What surprised me most about farming in Mexico was the labor situation. Greg and I thought there would be plenty of locals looking for work. Wrong. There were lots of people working in the tomato fields, but by and large they’d come north from Southern Mexico, from the States of Oaxaca and Puebla, where wages are low. At that time, field workers in Southern Mexico earned the equivalent of five dollars a day. Field hands in the north earned closer to seven dollars for the same day’s work.

I met with Government officials in La Paz to learn the rules of doing business in Mexico. Their employment codes dated from the Revolution and dignified labor by granting to every Mexican worker a fraction of the profits of the business they worked for, above and beyond mere wages. Naturally, the workers’ cut of  yearly profits was to be pro-rated, and an employee who’d spent the whole year working for the company was due a larger piece of the profit they’ve helped create than did a newly hired worker. I expressed my amazement about the progressive spirit of this law.

“I’ve just come from a shantytown in a cactus patch where Oaxacan tomato pickers live in shacks made of garbage and share the rusty water that drips from one leaky spigot,” I said. “I don’t see them sharing in the profits of the grower/shippers they work for”

“Of course, some American businessmen may desire the services of a competent lawyer to help them understand our labor code,” said the bureaucrat, and he handed me a business card from a little stack he kept in the top drawer of his desk.

“Off the record,” said the lawyer, “well-intentioned foreign employers that upset the natural equilibrium of life in Mexico by over-paying for labor may find their generosity is misplaced and leads to regrettable consequences.”

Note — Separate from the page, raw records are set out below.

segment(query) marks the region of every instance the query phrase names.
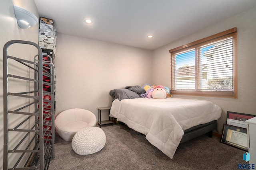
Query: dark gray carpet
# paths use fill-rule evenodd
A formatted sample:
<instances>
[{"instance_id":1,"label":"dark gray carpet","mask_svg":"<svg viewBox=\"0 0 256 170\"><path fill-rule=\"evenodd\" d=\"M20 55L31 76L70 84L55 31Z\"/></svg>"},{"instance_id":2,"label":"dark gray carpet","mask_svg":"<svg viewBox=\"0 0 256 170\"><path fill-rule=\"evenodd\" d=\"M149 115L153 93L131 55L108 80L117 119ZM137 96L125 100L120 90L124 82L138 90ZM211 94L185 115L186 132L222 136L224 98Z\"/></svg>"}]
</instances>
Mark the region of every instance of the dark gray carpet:
<instances>
[{"instance_id":1,"label":"dark gray carpet","mask_svg":"<svg viewBox=\"0 0 256 170\"><path fill-rule=\"evenodd\" d=\"M102 126L106 143L100 151L79 155L71 142L56 134L51 170L235 170L245 151L219 142L216 136L203 135L178 146L171 159L145 139L145 135L120 124Z\"/></svg>"}]
</instances>

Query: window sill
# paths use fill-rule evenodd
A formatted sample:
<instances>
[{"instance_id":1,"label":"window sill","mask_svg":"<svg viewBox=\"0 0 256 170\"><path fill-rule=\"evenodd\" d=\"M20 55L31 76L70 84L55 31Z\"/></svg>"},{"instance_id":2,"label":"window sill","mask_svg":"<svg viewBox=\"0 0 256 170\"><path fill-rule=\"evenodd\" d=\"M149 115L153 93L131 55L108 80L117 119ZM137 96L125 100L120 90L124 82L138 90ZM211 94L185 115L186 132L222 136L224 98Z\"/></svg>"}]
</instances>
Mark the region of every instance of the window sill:
<instances>
[{"instance_id":1,"label":"window sill","mask_svg":"<svg viewBox=\"0 0 256 170\"><path fill-rule=\"evenodd\" d=\"M208 92L188 90L170 90L172 95L196 96L216 98L233 98L237 99L237 95L234 92Z\"/></svg>"}]
</instances>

I know people make an honorable, honest, and sustainable business out of growing organic tomatoes in Mexico and shipping them north. My friends at Jacobs Farm of Pescadero/ Los Ejidos Del Cabo come to mind. More than anyone, they’re responsible for making organic Sungold cherry tomatoes ubiquitous in upscale U.S. markets throughout the winter months. But growing off-season tomatoes for the U.S. market isn’t for me. Frankly, the way airlines are having problems these days, flying cargoes of tomatoes across the northern hemisphere seems too much of a gamble, anyway. I’m happiest planting tomatoes when the risk of frost is low. I know that if I wait until the soil is warm to plant my tomatoes the sun will probably smile on me, and sometime around the end of June, Mother Nature willing— “ka-ching!”—  the tomato patch will come up cherries.